For weeks I mulled over my visitation, looking for reasons or meanings, and the deeper I searched the more bitter I became. Before moving here I told Lori that I needed to see the mountains at least once a year, and now it was going on three barren years and I was feeling thin and stretched out. Which might account for what happened, but why so vividly?
One afternoon, when darkness settled over me, I walked to Mr. Bun’s cairn and slipped into the trees where I could not be seen, and I berated myself long and harsh over being so weak. I thought of South Park, and of the time I slipped into waist-deep water at the head of Antero Reservoir and cast to fat trout that ignored my fly, and the recollection was a metaphor for everything that failed me. Savagely, I cursed the memory and myself.
The truth is, I never had any of it. Only a short section of serpentine stream that I shared with cows. The mountains belonged to the citizens of the United States, the meadows to the ranchers, the road was long, the traffic fierce, the view heartbreaking, and nearly all of it inaccessible. Every trip there ended in some sort of frustration, whether from fishing or not finding the right camping spot or simply not knowing which way to go. I wanted it all and ended up with nothing but a handful of bad memories. For my mind to whisk me there was senseless and cruel. I hated it.
There is no darkness so deep that light cannot pierce, and slowly, slowly, it filtered through.

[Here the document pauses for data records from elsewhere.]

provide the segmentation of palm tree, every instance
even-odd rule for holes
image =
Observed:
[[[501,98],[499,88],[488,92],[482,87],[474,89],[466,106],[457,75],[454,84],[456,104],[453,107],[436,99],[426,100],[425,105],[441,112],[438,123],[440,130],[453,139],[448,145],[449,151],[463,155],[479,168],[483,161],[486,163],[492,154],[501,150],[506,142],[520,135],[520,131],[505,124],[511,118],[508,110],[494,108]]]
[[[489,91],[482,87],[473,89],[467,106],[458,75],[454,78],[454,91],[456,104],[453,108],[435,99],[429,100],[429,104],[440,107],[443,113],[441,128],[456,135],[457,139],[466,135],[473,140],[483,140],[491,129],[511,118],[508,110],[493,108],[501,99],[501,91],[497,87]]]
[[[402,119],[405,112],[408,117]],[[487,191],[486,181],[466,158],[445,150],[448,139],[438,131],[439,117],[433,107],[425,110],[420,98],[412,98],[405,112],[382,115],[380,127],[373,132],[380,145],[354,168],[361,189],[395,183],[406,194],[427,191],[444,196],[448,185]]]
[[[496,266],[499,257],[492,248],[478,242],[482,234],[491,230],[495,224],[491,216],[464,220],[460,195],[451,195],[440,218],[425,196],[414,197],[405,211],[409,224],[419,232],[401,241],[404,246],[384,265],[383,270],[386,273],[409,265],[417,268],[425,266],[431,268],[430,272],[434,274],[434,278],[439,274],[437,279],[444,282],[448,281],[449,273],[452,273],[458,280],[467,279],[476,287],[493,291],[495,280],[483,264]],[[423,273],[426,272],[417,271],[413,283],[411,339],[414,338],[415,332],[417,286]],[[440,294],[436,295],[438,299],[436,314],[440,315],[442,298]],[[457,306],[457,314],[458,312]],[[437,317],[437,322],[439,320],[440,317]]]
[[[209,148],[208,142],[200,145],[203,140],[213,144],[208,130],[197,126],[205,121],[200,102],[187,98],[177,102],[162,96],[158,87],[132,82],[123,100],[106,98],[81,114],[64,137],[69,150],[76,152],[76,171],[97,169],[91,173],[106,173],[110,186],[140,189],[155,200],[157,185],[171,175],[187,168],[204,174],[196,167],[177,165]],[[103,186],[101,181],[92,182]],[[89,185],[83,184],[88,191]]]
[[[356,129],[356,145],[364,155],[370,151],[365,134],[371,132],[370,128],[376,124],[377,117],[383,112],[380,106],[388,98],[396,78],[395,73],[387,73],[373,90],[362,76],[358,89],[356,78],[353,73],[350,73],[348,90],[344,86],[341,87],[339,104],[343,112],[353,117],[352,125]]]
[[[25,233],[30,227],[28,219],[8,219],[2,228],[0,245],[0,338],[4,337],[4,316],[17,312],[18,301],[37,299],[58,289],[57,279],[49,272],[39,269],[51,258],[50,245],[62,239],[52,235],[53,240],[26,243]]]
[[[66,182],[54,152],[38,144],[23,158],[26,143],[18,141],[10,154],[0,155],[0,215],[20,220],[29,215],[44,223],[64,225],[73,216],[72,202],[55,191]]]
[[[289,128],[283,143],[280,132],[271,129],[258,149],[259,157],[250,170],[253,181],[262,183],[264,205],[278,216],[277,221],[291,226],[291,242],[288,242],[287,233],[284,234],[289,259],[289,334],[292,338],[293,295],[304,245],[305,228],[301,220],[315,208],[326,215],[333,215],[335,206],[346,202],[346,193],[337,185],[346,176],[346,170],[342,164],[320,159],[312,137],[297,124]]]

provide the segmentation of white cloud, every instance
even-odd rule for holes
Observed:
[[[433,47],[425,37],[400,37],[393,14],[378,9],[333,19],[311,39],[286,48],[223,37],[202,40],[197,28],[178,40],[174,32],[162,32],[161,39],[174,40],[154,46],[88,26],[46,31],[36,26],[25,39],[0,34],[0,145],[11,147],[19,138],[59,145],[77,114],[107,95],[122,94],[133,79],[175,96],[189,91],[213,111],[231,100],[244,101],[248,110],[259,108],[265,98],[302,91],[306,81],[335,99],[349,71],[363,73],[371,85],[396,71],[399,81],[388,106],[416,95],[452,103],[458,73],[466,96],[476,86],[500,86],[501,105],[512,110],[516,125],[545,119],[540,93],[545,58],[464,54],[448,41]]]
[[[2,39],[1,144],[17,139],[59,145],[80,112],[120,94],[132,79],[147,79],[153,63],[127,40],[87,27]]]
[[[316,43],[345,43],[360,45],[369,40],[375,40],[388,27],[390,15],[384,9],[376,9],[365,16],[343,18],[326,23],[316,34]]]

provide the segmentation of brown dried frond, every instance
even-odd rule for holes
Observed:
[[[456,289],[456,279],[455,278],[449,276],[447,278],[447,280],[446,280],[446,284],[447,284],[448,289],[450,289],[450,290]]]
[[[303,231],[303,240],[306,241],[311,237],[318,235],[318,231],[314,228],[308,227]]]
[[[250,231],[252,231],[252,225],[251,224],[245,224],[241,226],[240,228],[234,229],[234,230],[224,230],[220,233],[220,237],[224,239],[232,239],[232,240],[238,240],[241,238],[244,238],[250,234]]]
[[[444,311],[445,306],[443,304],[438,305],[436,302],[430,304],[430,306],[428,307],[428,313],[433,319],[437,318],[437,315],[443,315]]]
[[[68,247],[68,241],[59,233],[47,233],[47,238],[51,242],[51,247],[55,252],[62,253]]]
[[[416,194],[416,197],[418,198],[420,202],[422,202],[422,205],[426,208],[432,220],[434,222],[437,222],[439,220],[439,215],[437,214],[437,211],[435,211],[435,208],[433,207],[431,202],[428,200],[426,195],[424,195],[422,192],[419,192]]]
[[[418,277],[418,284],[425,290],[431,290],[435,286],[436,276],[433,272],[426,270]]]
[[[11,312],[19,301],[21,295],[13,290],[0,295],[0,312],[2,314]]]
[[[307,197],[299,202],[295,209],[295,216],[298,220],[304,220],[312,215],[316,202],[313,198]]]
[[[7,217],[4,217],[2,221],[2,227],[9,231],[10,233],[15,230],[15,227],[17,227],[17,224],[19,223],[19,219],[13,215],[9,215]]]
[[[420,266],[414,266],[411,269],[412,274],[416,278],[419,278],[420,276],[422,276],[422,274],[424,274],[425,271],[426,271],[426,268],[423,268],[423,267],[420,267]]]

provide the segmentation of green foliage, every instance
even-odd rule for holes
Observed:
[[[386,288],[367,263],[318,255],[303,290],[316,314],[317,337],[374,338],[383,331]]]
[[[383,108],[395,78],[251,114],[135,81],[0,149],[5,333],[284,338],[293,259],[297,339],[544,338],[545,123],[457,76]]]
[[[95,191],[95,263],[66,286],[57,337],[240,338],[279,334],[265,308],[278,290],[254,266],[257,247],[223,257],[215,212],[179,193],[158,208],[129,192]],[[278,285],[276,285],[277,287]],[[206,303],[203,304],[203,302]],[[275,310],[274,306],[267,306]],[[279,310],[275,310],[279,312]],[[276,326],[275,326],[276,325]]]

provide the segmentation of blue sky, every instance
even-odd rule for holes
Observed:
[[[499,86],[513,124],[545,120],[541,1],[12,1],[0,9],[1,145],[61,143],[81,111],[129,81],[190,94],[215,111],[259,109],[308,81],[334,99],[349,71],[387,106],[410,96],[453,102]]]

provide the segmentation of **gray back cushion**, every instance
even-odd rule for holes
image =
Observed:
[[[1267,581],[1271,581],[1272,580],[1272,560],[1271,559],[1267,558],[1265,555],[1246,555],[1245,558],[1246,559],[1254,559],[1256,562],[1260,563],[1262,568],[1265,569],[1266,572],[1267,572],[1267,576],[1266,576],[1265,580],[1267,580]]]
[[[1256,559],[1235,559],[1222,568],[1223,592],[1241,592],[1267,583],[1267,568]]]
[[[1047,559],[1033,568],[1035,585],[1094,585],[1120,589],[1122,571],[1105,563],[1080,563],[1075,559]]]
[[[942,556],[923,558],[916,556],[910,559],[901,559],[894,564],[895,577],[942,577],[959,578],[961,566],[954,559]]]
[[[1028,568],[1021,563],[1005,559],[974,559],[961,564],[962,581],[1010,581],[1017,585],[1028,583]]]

I ended up with nothing. The statement was patently false. I have an Orvis medal for the one that didn’t get away—the largest trout I ever caught, and that on a stream so narrow my nine-foot flyrod could touch both banks. What’s the worth of that? Of fishing the small feeder streams, of teaching Joel to fly-fish in Tarryall Creek, the bright brook trout, the ice cold water, the alpine flowers on the slopes of Mt. Sherman, and Lori’s 35th birthday wish to bag a fourteener, when Joel got high altitude sickness and Lori lost her footing and cascaded down a snowfield. The time a friend and I photographed the abandoned mines above timberline and the wildflowers blooming along the tiny rivulets dripping down from the snowpack—does that mean nothing?
When I was more or less myself again, I took out the itinerary and set it beside a map. With a finger I traced the route from Blue Rapids to the red rock canyons of southeastern Colorado, familiar territory, across northern New Mexico and into the Four Corners area, home to the Dineh, where scattered ruins were not just cities but astronomical observatories aligned with solar solstices and lunar standstills, back into Colorado and over Wolf Creek Pass and past Antero Reservoir where the trout snubbed me, and on down to the prairie and homeward. It was not, to my surprise, just desert and Anasazi ruins I would see, but the mountains of memory.
With tears blinding me, I began adding to the itinerary. I started lists of things to take, and things to do, and things to find, which would be the biggest challenge. And then I went off on a tangent. The road to Chetro Ketl begins here, I wrote. I am going on a long trip. I will walk in beauty.